The aim of the study was to compare the adsorption ability of two adsorbent materials, namely diosmectite and activated charcoal towards selected model compounds that are most commonly involved in acute intoxication. Eleven model compounds were selected: acetylsalicylic acid, α-amanitin, amlodipine, digoxin, phenobarbital, ibuprofen, imipramine, carbamazepine, oxazepam, promethazine, and theophylline. Of the tested compounds, promethazine and imipramine were the most effectively adsorbed to diosmectite. Their adsorption to diosmectite (0.356±0.029mg promethazine/mg diosmectite and 0.354±0.019mg imipramine/mg diosmectite, respectively) was significantly higher than their adsorption to activated charcoal. The effect of temperature and pH on the adsorption efficiencies was also evaluated. In the case of experiments with mixture of both adsorbents, they mostly behaved in a solution independently or in a slightly antagonistic way. Using various methods such as N₂ adsorption and thermogravimetric analysis, the structure and texture of diosmectite and activated charcoal were attained.

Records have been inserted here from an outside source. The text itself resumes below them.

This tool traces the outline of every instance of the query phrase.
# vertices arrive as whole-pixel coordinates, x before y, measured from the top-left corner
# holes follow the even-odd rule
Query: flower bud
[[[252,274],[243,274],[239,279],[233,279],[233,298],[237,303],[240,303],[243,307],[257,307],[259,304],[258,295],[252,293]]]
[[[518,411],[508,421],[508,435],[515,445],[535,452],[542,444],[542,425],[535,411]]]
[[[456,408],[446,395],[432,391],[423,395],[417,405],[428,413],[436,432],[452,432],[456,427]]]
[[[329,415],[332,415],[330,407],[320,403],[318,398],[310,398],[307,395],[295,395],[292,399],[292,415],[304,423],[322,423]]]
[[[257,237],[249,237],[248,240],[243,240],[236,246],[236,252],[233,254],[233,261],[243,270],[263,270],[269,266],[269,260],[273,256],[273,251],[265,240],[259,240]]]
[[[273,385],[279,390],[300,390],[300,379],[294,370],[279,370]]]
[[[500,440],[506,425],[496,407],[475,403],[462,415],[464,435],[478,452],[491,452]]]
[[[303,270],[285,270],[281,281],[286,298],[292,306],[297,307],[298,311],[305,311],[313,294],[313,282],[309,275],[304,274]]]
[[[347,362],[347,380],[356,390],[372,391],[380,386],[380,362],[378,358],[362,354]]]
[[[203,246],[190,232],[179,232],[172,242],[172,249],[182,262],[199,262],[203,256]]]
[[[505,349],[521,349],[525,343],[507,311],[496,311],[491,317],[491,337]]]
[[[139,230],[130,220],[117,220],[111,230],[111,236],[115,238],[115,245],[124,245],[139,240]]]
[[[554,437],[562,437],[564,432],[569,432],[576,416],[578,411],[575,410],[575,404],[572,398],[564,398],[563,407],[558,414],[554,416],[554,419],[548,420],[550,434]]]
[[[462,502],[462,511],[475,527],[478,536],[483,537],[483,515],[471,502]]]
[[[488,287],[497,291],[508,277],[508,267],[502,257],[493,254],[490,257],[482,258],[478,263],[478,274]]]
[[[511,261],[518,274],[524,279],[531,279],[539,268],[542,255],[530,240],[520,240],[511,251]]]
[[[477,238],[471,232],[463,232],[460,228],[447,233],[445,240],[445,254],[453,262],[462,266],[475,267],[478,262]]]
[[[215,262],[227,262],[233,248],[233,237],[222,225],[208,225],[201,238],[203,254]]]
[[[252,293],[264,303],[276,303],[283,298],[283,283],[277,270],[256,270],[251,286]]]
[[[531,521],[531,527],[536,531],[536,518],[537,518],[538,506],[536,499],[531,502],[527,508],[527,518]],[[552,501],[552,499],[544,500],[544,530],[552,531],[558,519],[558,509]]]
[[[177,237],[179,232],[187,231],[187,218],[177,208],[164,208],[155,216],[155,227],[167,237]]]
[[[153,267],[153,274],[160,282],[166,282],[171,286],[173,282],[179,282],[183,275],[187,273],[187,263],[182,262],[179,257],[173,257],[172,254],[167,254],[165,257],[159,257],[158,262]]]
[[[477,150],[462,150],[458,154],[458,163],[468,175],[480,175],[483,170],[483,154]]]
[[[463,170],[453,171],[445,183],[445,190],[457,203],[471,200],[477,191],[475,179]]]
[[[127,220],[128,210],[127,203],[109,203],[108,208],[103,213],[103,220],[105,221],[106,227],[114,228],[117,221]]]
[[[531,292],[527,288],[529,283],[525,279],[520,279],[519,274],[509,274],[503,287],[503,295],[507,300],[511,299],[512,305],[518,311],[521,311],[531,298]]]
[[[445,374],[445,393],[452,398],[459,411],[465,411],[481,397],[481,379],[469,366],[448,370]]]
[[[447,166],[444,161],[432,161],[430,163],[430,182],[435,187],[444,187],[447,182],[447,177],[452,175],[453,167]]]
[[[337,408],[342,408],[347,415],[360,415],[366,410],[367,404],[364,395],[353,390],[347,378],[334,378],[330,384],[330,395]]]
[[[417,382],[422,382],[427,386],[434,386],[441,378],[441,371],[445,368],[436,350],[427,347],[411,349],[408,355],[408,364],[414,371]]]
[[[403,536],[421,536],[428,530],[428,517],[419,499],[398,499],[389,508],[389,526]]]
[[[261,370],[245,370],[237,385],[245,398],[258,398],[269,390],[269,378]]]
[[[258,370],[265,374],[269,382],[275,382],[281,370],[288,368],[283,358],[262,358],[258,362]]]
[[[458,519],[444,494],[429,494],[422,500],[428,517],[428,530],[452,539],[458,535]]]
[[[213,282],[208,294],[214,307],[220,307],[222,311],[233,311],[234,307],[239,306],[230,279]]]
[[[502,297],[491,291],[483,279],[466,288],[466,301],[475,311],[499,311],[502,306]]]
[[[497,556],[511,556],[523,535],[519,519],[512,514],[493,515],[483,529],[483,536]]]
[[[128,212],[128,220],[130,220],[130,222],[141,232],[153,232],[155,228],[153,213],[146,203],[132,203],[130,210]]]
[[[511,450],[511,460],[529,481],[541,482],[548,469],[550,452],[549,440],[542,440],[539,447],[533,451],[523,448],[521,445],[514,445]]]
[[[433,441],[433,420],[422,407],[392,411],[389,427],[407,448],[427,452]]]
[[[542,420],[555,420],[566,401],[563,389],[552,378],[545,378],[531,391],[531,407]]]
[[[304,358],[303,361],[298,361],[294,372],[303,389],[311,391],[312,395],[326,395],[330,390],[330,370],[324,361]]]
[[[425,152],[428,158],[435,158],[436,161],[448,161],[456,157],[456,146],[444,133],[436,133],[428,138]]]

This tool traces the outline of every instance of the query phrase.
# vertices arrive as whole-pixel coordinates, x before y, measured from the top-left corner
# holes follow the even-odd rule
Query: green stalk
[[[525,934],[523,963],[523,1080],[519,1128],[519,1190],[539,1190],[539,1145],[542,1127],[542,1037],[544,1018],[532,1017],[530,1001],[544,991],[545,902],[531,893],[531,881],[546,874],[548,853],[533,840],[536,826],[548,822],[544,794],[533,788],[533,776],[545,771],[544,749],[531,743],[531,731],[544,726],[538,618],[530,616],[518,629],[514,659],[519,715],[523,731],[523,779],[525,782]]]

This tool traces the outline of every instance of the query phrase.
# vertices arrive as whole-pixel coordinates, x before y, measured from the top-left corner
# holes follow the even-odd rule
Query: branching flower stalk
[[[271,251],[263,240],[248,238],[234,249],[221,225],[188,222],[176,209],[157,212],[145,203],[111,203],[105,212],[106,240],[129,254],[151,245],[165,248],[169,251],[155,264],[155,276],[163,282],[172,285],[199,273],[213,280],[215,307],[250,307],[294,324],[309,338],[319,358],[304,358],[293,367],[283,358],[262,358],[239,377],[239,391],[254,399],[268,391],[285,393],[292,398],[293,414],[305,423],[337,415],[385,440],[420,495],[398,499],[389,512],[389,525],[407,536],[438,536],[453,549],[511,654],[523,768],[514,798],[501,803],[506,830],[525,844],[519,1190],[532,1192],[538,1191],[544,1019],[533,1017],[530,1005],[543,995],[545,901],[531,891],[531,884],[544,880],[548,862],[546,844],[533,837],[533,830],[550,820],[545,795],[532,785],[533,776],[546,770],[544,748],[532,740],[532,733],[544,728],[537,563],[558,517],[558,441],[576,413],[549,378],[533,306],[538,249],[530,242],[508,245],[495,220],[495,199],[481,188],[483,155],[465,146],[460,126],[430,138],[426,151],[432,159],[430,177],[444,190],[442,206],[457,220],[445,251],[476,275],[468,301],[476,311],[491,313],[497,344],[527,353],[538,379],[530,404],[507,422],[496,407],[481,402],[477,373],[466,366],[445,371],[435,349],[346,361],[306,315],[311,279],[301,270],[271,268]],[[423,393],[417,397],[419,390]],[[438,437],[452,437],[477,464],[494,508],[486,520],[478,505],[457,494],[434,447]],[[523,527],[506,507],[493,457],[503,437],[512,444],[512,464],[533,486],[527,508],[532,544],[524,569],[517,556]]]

Mechanisms of antidiarrhoeal effects by diosmectite in human intestinal cells

Background

Rotavirus (RV) induces diarrhoea through a sequence of enterotoxic and cytotoxic effects. The former are NSP4-dependent, induce calcium-dependent chloride secretion and involve oxidative stress. Diosmectite (DS) is a natural clay that has been recommended as an active therapy for diarrhoea, but the mechanism of its effect is not clear. Electrical parameters may be used to measure the direct enterotoxic and cytotoxic effects in polar epithelial intestinal cells. To investigate the effects of DS on RV-induced enterotoxic and cytotoxic damage. Caco-2 cells were used as a model of RV infection to evaluate chloride secretion, epithelial integrity, oxidative stress and viral infectivity in Ussing chambers.

Results

Diosmectite reduced the expression of NSP4 and oxidative stress, resulting in a strong inhibition of chloride secretion. Preincubating RV with DS reduced the cytotoxic effect. Finally, the viral load was reduced by DS but not by control clay. This result suggests that DS specifically affects the early events of RV infection protecting the enterocyte, whereas it does not restore already-established cell damage.

Conclusion

These findings indicate that DS exerts an anti-diarrhoeal effect by inhibiting viral replication and the expression of NSP4. Both ion secretion and cell damage induced by RV are strongly inhibited consequent to the antiviral effect, which explains its clinical efficacy.